Marky Mark steals a pod from the mother ship and follows his ape friend into the storm. He crash lands in a pond and gets captured by some pretty aggressive apes. Of course, he manages a daring escape from the ape's citadel with a couple of trusty sidekicks in tow. Once back into the forest we learn that Apes are afraid of water. This will be important later on. He manages to retrieve some weapons and an amazing (and decidely convenient) multi-purpose homing beacon / spaceship remote control from his crashed pod.

Still with me? Ok. We discover signals being emitted by what appears to be the Marky Mark rescue team, and follow the team on their journey toward it. Oh no! There's an ape army camped out right between them and their destination. What's the Marky Mark solution? Simple, we'll just steal their horses and ride right through the camp by nightfall and swim across the river! Remember, Apes are scared of water. Wow!.

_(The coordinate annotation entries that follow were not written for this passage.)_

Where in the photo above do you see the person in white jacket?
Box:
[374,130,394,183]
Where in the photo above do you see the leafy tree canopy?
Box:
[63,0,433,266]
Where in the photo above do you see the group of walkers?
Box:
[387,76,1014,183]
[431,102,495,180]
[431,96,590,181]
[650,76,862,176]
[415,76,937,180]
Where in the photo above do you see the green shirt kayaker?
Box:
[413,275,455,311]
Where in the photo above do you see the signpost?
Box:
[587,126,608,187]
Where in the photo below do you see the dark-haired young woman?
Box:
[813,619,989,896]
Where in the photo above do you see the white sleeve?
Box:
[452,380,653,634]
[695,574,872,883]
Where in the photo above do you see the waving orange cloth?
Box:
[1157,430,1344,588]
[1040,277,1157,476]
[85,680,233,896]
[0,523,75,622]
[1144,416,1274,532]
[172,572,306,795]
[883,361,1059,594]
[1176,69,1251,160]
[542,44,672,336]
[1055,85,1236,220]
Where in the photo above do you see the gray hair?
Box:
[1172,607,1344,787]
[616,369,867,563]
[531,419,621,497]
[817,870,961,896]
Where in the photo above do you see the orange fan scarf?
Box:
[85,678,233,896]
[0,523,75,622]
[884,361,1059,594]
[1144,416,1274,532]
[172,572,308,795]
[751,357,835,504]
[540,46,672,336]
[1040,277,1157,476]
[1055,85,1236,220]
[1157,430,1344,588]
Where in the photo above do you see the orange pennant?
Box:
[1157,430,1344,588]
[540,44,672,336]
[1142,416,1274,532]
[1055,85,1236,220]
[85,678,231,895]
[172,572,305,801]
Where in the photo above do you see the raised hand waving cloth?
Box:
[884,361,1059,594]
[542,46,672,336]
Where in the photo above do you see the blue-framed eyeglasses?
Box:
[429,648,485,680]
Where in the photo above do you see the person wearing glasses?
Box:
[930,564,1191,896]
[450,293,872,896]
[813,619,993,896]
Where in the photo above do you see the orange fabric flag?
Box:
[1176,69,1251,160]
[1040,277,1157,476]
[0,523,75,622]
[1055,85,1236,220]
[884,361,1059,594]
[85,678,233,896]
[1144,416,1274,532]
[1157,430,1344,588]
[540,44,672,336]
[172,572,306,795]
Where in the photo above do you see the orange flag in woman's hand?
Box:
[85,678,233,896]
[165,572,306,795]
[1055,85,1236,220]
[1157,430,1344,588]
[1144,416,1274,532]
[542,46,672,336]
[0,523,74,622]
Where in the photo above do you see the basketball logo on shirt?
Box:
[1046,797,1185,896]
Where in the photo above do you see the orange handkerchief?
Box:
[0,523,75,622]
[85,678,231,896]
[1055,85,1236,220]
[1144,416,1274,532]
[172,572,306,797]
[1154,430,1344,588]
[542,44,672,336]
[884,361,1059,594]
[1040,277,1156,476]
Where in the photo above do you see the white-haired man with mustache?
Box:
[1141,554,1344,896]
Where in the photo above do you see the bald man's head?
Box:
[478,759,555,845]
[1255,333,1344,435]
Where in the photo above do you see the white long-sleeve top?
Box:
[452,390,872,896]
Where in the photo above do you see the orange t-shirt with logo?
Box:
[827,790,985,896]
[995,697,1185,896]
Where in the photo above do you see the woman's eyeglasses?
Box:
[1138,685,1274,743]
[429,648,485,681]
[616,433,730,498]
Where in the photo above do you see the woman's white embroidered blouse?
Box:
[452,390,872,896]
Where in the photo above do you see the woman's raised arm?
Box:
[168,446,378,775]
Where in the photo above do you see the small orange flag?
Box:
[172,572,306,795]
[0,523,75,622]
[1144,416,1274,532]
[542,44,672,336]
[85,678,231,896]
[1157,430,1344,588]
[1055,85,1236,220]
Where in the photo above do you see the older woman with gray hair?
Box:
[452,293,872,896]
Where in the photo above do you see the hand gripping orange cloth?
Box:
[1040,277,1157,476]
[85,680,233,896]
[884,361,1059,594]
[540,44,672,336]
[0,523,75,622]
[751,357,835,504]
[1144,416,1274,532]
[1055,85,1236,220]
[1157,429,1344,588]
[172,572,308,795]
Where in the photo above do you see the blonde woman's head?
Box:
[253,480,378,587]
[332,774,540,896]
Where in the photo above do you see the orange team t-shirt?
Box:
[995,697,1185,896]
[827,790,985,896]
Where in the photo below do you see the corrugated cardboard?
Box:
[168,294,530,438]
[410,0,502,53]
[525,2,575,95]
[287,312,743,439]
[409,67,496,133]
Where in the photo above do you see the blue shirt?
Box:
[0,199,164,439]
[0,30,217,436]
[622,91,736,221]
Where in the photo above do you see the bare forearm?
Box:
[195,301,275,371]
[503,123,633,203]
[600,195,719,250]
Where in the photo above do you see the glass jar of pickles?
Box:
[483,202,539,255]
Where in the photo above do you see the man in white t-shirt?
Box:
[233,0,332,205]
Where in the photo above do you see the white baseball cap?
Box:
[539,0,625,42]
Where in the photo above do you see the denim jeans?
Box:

Hooray! The signal is coming from the Mothership! But don't get too excited, it's crashed. The wreck has been there for the thousands of years that Marky Mark was propelled forward in time. Despite the total wreckage of the exterior of the ship, we discover that it has a nuclear power source which "lasts forever". Marky Mark can activate all the ship's systems which are merely a bit dusty after a couple of millennea. Here we get to view the ship's log and finally discover the truth about the rise of the apes.

By now we have martial law and the entire ape population appear to be descending on the couple of hundred remaining humans camped out by the crashed spaceship. Did I mention that the wreckage is a significant sacred site to the Apes? One which they are supposed never to visit? Well, despite that about forty battalions of apes descend on the site and prepare to rid the planet of humans once and for all.

But Marky Mark has a plan! There's one fuel cell left alive in the wreck. You know, the one with the eternal nuclear power source? Right, so it has one fuel cell left. Using some of his sidekicks as "bait", the apes are lured toward the wreckage where Marky Mark deploys his truly remarkable remote control device to fire the ships thrusters, enveloping the first wave of apes in a spetacular fireball...

...Which merely knocks them over and singes them a little bit. The humans then set about beating the utter crap out of the stunned infantrymen until the rest of the Army decides to attack.

Despite the amazing agility of the apes and the fact that the rest of the humans are being handed a resounding ass kicking Marky Mark is happily despatching apes two at a time without breaking a sweat. Just when it seems that the Humans are about to be defeated (and there's really no escape at all, given the size of the army) the plot takes another turn!

Yep, despite being launched first, Marky Mark's pet monkey now chooses this moment to gently pilot the other lost spacecraft to the planet and pop out to say "hi!". The apes think that this is the second coming of their God. Magically they realise that humans can coexist with apes quite happily. Except for one, who goes apeshit and tries to kill everyone.

Now of course Marky Mark has a live spacecraft, and the instruments appear to be picking up an electrical disturbance not unlike the one that put him there in the first place. So taking a whole thirty seconds to bid farewell to his friends and aimlessly french the scantily clad token blonde, he hops in and pilots his craft back into the storm.

The same storm that propelled him forward in time now appears to propel him backward in time to what we think is home. We come to the Lincoln memorial, but old Abe has a decidely ape-like nose... "Bugger," thinks Marky Mark as the cops surround him.

Fade to black

The special effects in this film were truly magnificent, but they really couldn't save a total stinker of a film. Sure, maybe it was a hats off to the originals, but I think they'd have been better served paying attention to the plot.

There aren't too many films with a cringe factor approaching Battlefield Earth, but this is indeed one of them. Star Trek episodes have more plausible finales.